We initially examined the effect of removing N7 from a purine dNTP on the correct incorporation of a dNTP (Table 1). Converting dATP into 7-deaza-dATP decreased the efficiency of polymerization opposite T by only around 3-fold, and converting purine dNTP into 7-deazapurine dNTP affected incorporation opposite T by 3.6-fold. Similarly, removing N7 from adenosine and purine in the template had only small effects (< 4-fold) on polymerization of dTTP across from the adenine analogues. The loss of N7 from adenine and purine also did not impact formation of incorrect G:A (analogue) mispairs. These data indicate that in both the incoming dNTP and the template base, N7 plays a relatively minor role during correct incorporation and preventing misincorporation opposite G.

Table 1
Incorporation of natural and anlogue dNTPs by pol α opposite both natural and analogue template nucleosides.
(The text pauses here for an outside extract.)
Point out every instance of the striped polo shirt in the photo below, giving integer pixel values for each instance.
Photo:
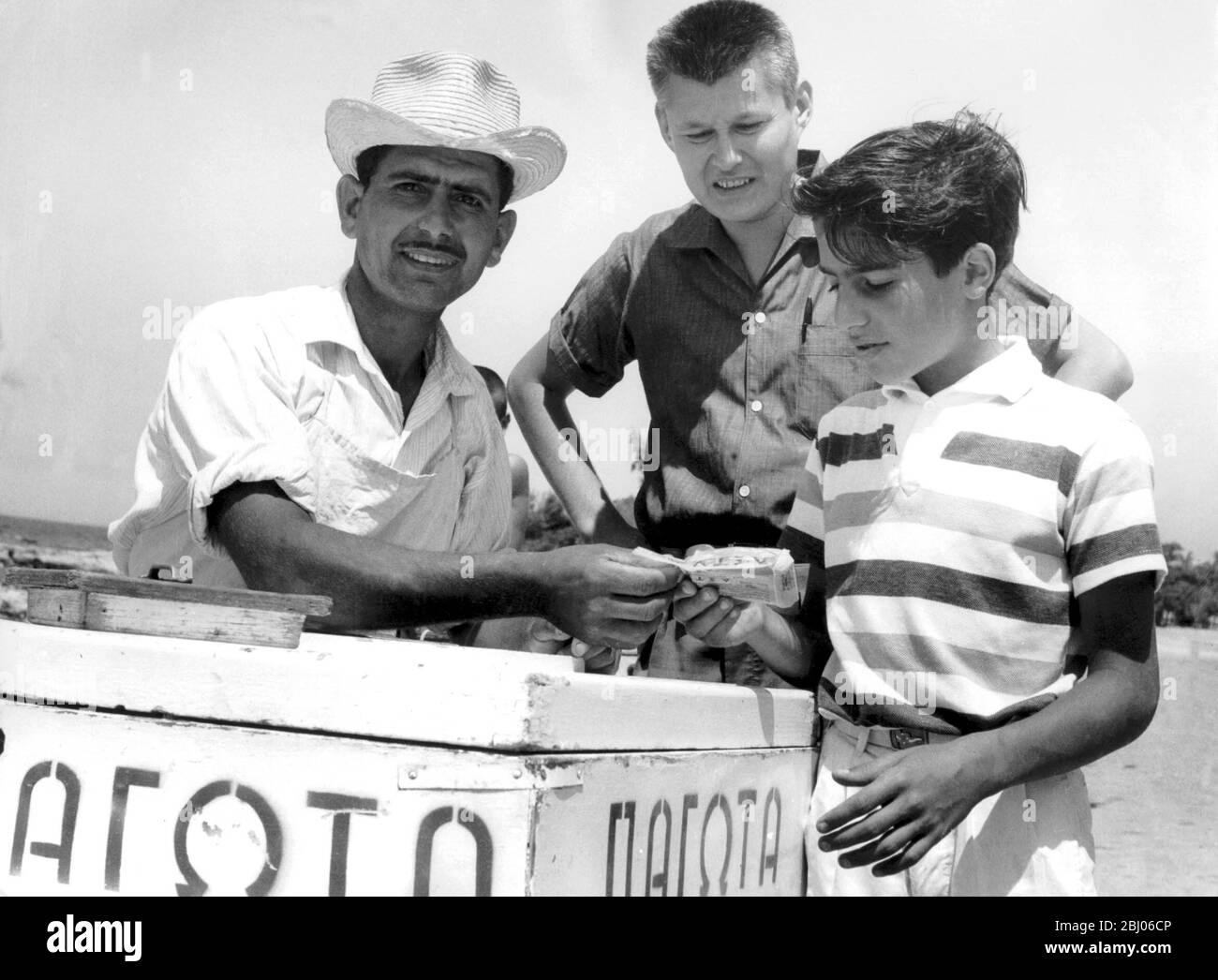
(955, 533)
Similar to previous data (20), pol α incorporated dATP opposite 8-oxoG more rapidly than it incorporated dCTP (Table 2). However, since the efficiency of dATP incorporation was no better than a natural mismatch, pol α clearly recognizes the A:8-oxoG base-pair as “wrong”. Most modifications further reduced polymerization, since removing N1, N6 or N7 from dATP resulted in no detectable incorporation.

Table 2
Incorporation of dNTPs by pol α opposite 8-oxoG and incorporation of 8-oxo-dGTP opposite both natural and analogue template nucleosides.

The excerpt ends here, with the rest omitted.